Я закусывал, стоя за высоким столиком, и смотрел на улицу сквозь широкую витрину. Мой неподвижный взгляд ничего не замечал, и когда я, наконец, очнулся, когда призрачные, непоследовательные, разрозненные картины детства канули в бездонный колодец забвения, развеялись и погасли, я заметил за соседним столиком двух парней, которые потягивали пиво и балагурили с тем самым опустившимся, беззубым, шамкающим стариком, что сипло ругался с буфетчиком, когда я вошел сюда. Я не заметил, когда они появились и успели разговориться со старым пьяницей. Сбив картуз на затылок и держа в руке полную кружку пива, которым, видимо, угостили его ребята, тот снова поносил буфетчика:

— Ты, аферист, думаешь, я не знаю тебя? Вот пожалуюсь, в тюрьме сгниешь, халтурщик несчастный!

— Заткнись, не то на улицу выставлю! — рявкнул вышедший из себя буфетчик, багровый от злости, но при этом язвительно улыбавшийся.

— По роже видать, что ты за птица! — по-петушиному выкрикнул пьяница. — Внешняя форма человека, черты лица, выражение глаз определяют внутреннюю сущность! — в эти слова он вложил весь свой апломб и, совершенно удовлетворенный, небрежно бросил: — Ги де Мопассан!

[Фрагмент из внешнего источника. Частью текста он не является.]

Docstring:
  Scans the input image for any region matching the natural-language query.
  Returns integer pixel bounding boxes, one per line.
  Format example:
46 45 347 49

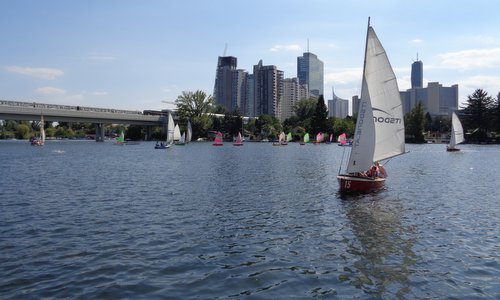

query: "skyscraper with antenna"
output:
297 39 324 98
411 53 424 89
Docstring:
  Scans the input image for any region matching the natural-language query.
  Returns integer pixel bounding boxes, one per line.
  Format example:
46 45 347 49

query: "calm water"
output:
0 141 500 299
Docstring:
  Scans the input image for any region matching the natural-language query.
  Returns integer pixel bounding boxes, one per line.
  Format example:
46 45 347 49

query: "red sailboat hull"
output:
337 175 385 193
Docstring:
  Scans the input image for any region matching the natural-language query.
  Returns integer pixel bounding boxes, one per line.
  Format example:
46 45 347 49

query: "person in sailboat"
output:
366 165 378 178
375 161 387 178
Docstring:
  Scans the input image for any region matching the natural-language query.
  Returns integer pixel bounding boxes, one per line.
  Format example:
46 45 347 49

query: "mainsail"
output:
347 26 405 173
450 112 464 148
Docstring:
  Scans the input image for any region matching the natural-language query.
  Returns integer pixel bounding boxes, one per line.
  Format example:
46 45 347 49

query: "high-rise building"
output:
253 60 284 119
297 52 324 98
328 88 349 119
411 57 424 89
230 70 247 115
242 73 257 118
399 61 458 116
214 56 237 111
281 77 300 121
351 95 361 116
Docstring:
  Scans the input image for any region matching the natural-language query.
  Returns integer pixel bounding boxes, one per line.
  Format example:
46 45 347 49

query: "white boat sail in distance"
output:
337 19 405 192
166 113 175 148
446 112 464 152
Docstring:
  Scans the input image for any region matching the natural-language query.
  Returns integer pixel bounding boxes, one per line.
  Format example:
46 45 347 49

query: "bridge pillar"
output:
144 125 153 141
95 123 104 142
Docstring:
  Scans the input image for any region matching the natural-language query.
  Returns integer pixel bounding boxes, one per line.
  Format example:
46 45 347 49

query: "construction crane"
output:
161 100 177 110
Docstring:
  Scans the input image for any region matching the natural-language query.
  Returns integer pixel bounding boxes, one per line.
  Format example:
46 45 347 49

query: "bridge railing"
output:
0 100 143 115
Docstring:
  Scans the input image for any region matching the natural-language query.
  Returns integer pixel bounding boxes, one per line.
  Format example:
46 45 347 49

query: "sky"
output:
0 0 500 111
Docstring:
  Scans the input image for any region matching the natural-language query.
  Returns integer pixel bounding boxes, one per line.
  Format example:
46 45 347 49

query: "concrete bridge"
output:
0 100 167 142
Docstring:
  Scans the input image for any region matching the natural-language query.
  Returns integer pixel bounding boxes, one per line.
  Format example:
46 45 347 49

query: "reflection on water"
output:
340 196 418 299
0 141 500 299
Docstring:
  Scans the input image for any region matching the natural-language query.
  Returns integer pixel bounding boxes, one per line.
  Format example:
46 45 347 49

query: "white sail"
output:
40 115 45 144
174 124 181 141
167 113 175 144
186 121 193 143
347 26 405 173
450 112 464 148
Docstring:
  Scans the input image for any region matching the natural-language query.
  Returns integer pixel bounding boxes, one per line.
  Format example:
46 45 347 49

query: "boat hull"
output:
337 175 385 193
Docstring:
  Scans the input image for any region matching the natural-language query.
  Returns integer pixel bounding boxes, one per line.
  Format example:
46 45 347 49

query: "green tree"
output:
311 95 328 134
125 125 145 141
222 107 243 137
293 98 318 121
256 115 283 139
492 92 500 135
175 90 213 139
405 102 425 143
459 89 493 142
16 124 31 140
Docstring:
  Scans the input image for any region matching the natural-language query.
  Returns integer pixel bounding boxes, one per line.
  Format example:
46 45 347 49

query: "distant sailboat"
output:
116 130 125 145
165 113 175 148
30 114 45 146
175 132 186 146
174 124 181 142
273 131 288 146
233 132 243 146
300 132 309 145
212 131 224 146
446 112 464 152
186 121 193 143
337 19 405 192
316 132 324 144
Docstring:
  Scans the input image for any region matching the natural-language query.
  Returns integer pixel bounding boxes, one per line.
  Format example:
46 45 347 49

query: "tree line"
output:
0 89 500 143
405 89 500 143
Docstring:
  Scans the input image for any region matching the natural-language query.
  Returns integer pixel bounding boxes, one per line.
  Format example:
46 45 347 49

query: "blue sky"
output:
0 0 500 110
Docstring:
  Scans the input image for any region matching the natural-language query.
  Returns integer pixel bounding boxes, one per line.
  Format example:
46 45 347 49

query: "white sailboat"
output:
166 113 175 148
30 114 45 146
186 120 193 143
446 112 464 152
174 124 181 142
337 19 405 192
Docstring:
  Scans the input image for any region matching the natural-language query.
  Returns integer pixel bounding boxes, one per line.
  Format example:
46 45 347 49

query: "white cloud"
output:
438 48 500 71
5 66 64 80
325 68 363 86
269 44 301 52
87 55 116 61
35 86 66 95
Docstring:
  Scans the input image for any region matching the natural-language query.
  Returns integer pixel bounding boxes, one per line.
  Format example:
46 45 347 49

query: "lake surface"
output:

Буфетчик только за голову схватился — что за наказание! — а юноши, посмеиваясь, подзуживали старика:

— Молодец, дядя, молодец!

— Гляди, какой образованный! — удивился один из них, не в силах удержаться от хохота. Он был довольно высок ростом, ширококостый, большеголовый и круглолицый, с белокурым, пышным чубом. Второй был пониже, тоже светлый, с более жидкими волосами.

— Ты любишь Мопассана? — спросил он.

— Ва?!

Старик допил свое пиво, но тот, что пониже, снова налил ему.

— Сколько тебе лет, дядя?

— Семьдесят три!

— Молодчага, никогда столько не дашь! Разве заметно, Джурха? — спросил низкий своего чубатого друга.

— Я думал, от силы пятьдесят, — поддакнул Джурха, глядя сверху на тщедушного старика. Похвала пришлась тому по душе, он приосанился было, но в этом положении продержался недолго — потерял равновесие и покачнулся.

Юноши принесли еще три бутылки пива, их, видимо, забавляла беседа со стариком.

— Что, Гурам, не угостить ли его водкой? — подмигнул Джурха другу.

— Не надо, его сразу развезет.

— Ты Галактиона Табидзе знаешь, а? — спросил старик у Джурхи.

— Нет, — притворно удивился тот, — это кто такой?